A patient with ACLF, showing hallmark signs of acute-on-chronic liver failure with fluid retention in the abdomen (ascites), in addition to jaundice. (Uni. San Diego, US)
90% of the patients who developed IPA were also prescribed corticosteroids, and these patients had worse survival (p = <0.01). Age and hepatic encephalopathy were also significant for increased mortality (p = 0.021 and p = 0.001). Until recently there was no analysis of the risk factors for IPA in patients with ACLF, with most prior emphasis being on transplantation and chemotherapy patients.
A diagnosis of probable IPA was made on the basis of the appearance of pulmonary consolidation or infiltrate on the thoracic image, and rapid progression with antibiotic-resistant fever as well as a positive sputum culture for Aspergillus spp. All the patients had a fever, in contrast to other risk groups in which fever is uncommon or late. The authors argue that patients with ACLF who have symptoms of antibiotic-resistant pneumonia should be started on antifungal treatment immediately.

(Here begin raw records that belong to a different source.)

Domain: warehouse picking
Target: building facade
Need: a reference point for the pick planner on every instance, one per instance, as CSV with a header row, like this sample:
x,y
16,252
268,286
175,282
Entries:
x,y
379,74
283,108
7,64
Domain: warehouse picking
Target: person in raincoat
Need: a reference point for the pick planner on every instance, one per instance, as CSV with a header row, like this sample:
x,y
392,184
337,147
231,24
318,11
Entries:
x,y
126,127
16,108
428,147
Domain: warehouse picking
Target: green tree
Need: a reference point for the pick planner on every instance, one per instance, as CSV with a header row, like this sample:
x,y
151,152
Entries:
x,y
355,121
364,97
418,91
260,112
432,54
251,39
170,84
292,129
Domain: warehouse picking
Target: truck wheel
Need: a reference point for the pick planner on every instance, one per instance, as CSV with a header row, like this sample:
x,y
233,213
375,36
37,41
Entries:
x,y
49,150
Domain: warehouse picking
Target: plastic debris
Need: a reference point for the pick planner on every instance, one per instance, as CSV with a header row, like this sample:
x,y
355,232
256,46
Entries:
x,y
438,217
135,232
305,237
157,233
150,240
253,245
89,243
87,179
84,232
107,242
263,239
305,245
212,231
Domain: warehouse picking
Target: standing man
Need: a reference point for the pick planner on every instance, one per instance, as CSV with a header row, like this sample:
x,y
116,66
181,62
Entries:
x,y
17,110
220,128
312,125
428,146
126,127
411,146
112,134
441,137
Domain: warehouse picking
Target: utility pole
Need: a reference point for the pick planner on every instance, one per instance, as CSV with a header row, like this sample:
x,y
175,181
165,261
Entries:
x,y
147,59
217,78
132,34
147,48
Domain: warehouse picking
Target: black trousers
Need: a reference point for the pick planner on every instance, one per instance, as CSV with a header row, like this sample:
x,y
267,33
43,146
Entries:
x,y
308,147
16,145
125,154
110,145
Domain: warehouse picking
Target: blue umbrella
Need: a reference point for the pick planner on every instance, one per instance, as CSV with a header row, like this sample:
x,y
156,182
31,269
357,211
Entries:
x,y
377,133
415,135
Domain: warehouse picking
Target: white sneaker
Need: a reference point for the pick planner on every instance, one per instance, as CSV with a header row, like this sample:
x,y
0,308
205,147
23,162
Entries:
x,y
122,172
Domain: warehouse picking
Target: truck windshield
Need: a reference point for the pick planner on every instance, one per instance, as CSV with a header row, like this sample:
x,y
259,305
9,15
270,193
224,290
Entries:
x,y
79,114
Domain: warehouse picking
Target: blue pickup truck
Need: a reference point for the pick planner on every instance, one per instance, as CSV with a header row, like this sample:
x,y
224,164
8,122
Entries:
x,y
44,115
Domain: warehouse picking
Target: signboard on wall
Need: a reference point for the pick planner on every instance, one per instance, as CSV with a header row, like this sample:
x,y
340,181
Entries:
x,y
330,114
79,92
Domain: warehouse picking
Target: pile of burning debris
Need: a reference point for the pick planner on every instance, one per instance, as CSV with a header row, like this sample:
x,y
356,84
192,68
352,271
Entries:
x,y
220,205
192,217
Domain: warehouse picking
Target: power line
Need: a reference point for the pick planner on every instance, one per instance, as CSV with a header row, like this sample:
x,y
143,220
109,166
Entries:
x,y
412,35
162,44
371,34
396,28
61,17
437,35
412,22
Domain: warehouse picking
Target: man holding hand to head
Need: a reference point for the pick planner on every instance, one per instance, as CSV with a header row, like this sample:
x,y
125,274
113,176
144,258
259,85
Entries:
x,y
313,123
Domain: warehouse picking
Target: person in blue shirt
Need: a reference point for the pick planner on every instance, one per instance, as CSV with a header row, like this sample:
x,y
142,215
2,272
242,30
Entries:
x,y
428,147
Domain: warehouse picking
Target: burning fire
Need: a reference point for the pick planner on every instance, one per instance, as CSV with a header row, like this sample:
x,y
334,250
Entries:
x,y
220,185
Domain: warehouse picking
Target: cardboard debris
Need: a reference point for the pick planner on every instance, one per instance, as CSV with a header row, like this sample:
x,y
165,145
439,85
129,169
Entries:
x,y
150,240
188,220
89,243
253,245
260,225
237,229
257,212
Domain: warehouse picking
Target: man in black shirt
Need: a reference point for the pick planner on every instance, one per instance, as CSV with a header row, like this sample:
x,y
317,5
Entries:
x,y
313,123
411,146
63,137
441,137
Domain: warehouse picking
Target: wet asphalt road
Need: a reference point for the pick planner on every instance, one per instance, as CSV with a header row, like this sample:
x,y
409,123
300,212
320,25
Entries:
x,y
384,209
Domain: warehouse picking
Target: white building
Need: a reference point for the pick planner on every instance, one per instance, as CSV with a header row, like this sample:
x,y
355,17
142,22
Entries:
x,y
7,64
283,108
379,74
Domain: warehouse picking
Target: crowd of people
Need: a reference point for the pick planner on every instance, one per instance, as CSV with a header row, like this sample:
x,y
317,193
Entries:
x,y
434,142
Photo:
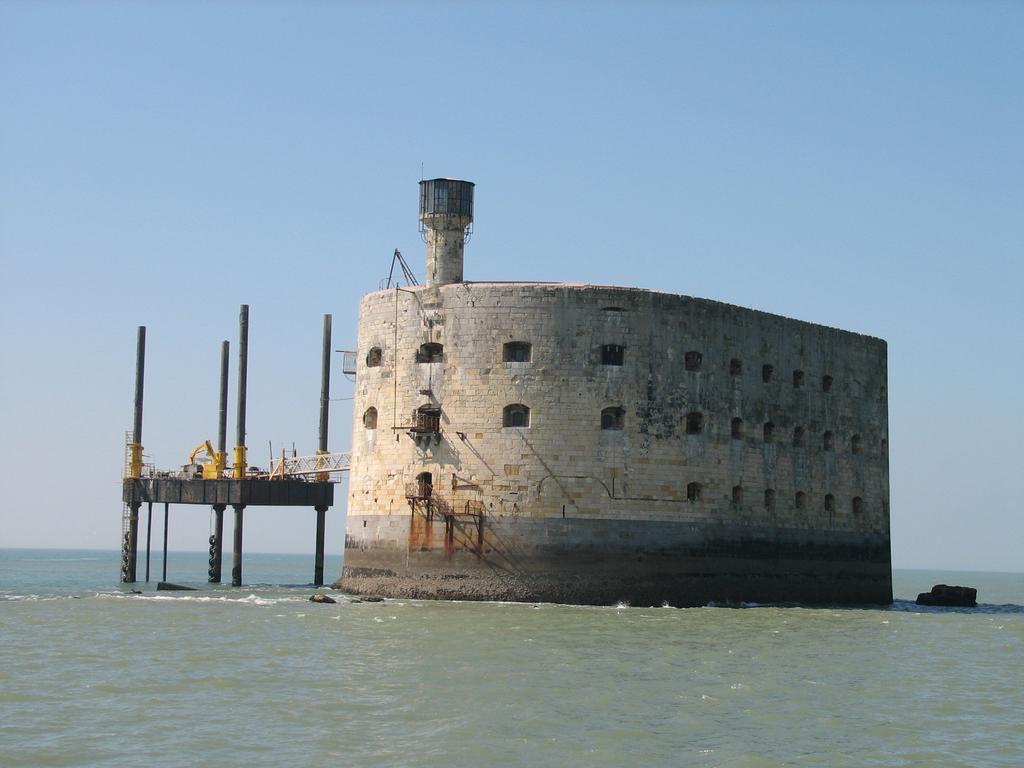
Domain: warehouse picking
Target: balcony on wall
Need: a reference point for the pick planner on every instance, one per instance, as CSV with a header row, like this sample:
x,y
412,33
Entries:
x,y
426,426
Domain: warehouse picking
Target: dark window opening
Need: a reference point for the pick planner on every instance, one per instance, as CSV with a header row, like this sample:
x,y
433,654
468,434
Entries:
x,y
516,415
612,418
517,351
694,423
427,419
736,428
370,418
612,354
424,484
430,353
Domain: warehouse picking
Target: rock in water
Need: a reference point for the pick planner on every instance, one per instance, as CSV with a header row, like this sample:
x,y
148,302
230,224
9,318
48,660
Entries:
x,y
946,596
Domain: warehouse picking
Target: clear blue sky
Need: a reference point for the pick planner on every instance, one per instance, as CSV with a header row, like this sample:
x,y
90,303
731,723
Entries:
x,y
858,165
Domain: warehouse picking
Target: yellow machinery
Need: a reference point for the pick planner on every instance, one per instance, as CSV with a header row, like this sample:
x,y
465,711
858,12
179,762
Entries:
x,y
209,462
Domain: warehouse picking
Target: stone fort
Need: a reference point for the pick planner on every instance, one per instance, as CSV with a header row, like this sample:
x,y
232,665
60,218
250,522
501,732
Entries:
x,y
587,443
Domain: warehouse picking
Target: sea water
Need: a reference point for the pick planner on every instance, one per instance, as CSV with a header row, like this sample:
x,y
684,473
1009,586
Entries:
x,y
93,674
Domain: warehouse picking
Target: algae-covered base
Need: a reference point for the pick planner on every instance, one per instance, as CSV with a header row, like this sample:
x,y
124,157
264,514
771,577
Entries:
x,y
604,562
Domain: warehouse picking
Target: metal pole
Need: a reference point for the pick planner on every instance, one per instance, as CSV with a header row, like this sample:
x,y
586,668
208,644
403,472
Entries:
x,y
240,442
222,416
148,532
325,383
318,564
166,515
325,411
139,378
237,551
243,373
217,546
129,547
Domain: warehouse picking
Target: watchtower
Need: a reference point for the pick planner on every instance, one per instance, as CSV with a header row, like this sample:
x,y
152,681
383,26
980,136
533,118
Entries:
x,y
445,223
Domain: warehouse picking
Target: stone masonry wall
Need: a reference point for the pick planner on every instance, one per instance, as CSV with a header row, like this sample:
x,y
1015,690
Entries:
x,y
564,464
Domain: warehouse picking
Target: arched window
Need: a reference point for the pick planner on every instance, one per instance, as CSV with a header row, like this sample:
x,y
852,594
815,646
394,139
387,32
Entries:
x,y
430,352
693,492
517,351
424,485
736,428
516,416
612,418
370,418
694,423
612,354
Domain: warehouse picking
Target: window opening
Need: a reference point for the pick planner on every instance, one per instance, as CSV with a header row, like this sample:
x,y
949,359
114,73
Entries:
x,y
694,423
370,418
517,351
612,418
424,485
430,352
612,354
516,416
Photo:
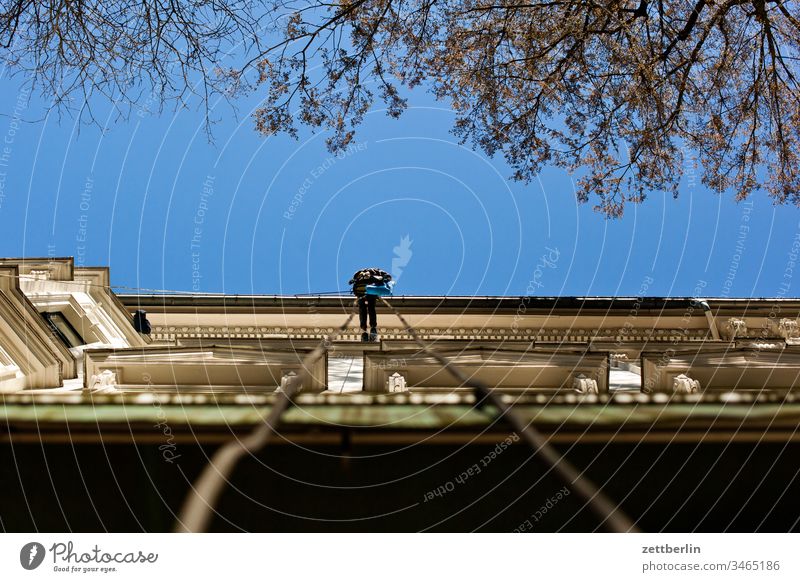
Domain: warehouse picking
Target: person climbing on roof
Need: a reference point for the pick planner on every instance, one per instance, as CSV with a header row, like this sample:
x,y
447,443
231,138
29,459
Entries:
x,y
366,301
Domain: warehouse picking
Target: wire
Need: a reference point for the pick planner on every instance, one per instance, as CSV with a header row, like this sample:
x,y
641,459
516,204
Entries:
x,y
162,291
196,513
597,500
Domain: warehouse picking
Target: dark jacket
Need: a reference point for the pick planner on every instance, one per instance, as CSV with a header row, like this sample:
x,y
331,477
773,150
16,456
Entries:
x,y
364,277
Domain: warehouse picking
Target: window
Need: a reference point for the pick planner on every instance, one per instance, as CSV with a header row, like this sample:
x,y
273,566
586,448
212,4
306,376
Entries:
x,y
63,329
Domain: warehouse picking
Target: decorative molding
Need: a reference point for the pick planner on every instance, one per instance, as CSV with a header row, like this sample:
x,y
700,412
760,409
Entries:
x,y
582,384
175,333
683,384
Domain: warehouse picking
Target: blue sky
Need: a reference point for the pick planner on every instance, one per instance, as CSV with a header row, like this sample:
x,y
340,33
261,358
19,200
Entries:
x,y
152,198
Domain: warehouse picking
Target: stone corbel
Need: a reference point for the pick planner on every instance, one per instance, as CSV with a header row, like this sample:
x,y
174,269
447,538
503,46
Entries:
x,y
584,385
105,381
737,327
683,384
788,328
286,377
397,383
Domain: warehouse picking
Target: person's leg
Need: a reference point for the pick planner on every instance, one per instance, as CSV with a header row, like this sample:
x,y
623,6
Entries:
x,y
362,312
373,317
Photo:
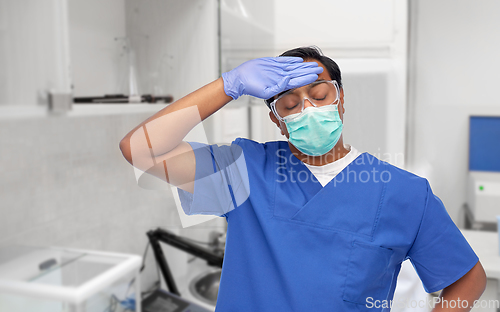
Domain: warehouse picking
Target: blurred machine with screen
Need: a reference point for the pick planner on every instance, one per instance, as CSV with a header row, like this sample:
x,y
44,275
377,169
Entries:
x,y
483,187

In addition, those being treated with voriconazole should be monitored carefully for toxic effects to the liver and kidneys.
A graph showing the survival time in ACLF with IPA versus ACLF without IPA. (Chen et al., 2013)
The precise cause of the immunodeficiency in hepatic failure is not well studied.
Diagnostic and therapeutic options for patients with IPA are poor, especially in liver failure as biopsy is not realistic and antifungal therapy is often hepatotoxic. The performance of diagnostic biomarkers in liver failure is barely studied. Additional pharmacodynamic study of antifungal drugs is required and rapid turnaround therapeutic monitoring is also likely to improve outcome. For better survival, there must be prompt clinical recognition, urgent diagnostic confirmation and immediate antifungal therapy is essential.